Эти вводные слова, быть может, предотвратят слишком грубое непонимание и слишком элементарные обвинения. Я сознательно стою на антиномии и хочу изживать антиномию, а не логически и разумно устранять. Поэтому, будучи монистом и имманентистом в последней глубине мистического опыта, веря в божественность мира, во внутреннюю божественность мирового процесса, в небесность всего земного, в божественность лика человеческого, я в пути утверждаю расщепление, дуализм свободы инеобходимости, Бога, божественной жизни и «мира», мировой данности, добра и зла, трансцендентного и имманентного. Такой радикальный, революционный, непримиримый дуализм ведет к последнему монизму божественной жизни, к божественности человека. В этом вся тайна христианства. Через героический дуализм, через противопоставление божественного и «мирского» входит человек в монизм божественной жизни. Все в мире должно быть имманентно вознесено на крест. Так осуществляется божественное развитие, божественное творчество. Все внешнее становится внутренним. И весь «мир» есть мой путь. Мы должны порвать с тем церковным семитизмом, который был выражением христианского несовершеннолетия. Семитический ветхозаветный трансцендентизм ныне мертвит религиозную жизнь, он выродился в полицейское мероприятие против движения в духовном опыте, он питает нетерпимость и осуждение ближнего, растит антихристианские чувства. Мы уже понимаем, мы знаем относительность всякой онтологической транскрипции моментов религиозного и мистического опыта. Абсолютизация динамических моментов духовного опыта в христианской онтологии и метафизике может стать великой неправдой статики, восставшей против вечной правды динамики абсолютной духовной жизни. Динамическая транскрипция религиозного опыта должна иметь перевес над статической транскрипцией религиозной онтологии. Трансцендентизм есть неизбежный момент религиозного опыта, а не абсолютная истина онтологии. Последняя тайна человеческая — рождение в человеке Бога. Последняя тайна Божья — рождение в Боге человека. И тайна эта — единая тайна. Ибо не только человек нуждается в Боге, но и Бог нуждается в человеке.[5] В этом — тайна Христова, тайна Богочеловека.

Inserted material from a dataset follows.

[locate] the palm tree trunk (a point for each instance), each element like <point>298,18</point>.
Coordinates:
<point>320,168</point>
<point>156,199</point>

В жизненном источнике этой книги и этой религиозной философии заложено совершенно исключительное, царственное чувствование человека, религиозное осознание Антропоса как божественного Лика. Доныне религия, мистика и философия были так нечеловечны и бесчеловечны и с имманентной неизбежностью вели к безбожному позитивизму. В германской мистике были таинственные зачинания исключительного сознания человека, нужды Божьей в человеке — антропогонии как продолжающейся теогонии. Эти глубины приоткрываются у Парацельса, у Я.Беме, у Ангелуса Силезиуса. И я чувствую с ними живую связь и опору в их зачинающих откровениях. Много писали оправданий Бога, теодицей. Но наступает пора писать оправдание человека — антроподицею. Быть может, антроподицея есть единственный путь к теодицее, единственный не изжитый и не исчерпанный путь. Книга моя и есть опыт антроподицеи через творчество. В мире разлагается и кончается религия рода, религия материальная. Все материально-родовое, ветхо-органическое имеет футуристически-технический, механический конец. Зарождается религия человека. Человеческий род перерождается в человечество. Это переход в иной план бытия из плана материального. В этом кризисе рода и материи и в окончательном рождении человека и жизни духа — сущность нашей эпохи. Вся ориентировка жизни должна извне перейти вовнутрь. Все должно быть постигнуто как мистерия духа, как этапы его в вечности совершающегося пути. Все внешнее, предметное, материальное есть лишь символизация свершающегося в глубине духа, в Человеке.
5
[v] Тезису Достоевского о Боге, «возжелавшем свободной любви человека», т. е. допустившем непредсказуемость, недетерминированность прихода человека кБогу, противостоит учение Соловьева о свободной теургии, завершаемой становлением Богочеловечества. Соловьевской идее «положительного всеединства» Бердяев придает персоналистическую трактовку, связывая перспективу становления Богочеловечества с личностным творческим актом. Так сохраняется и трагизм свободы, постулированный Достоевским.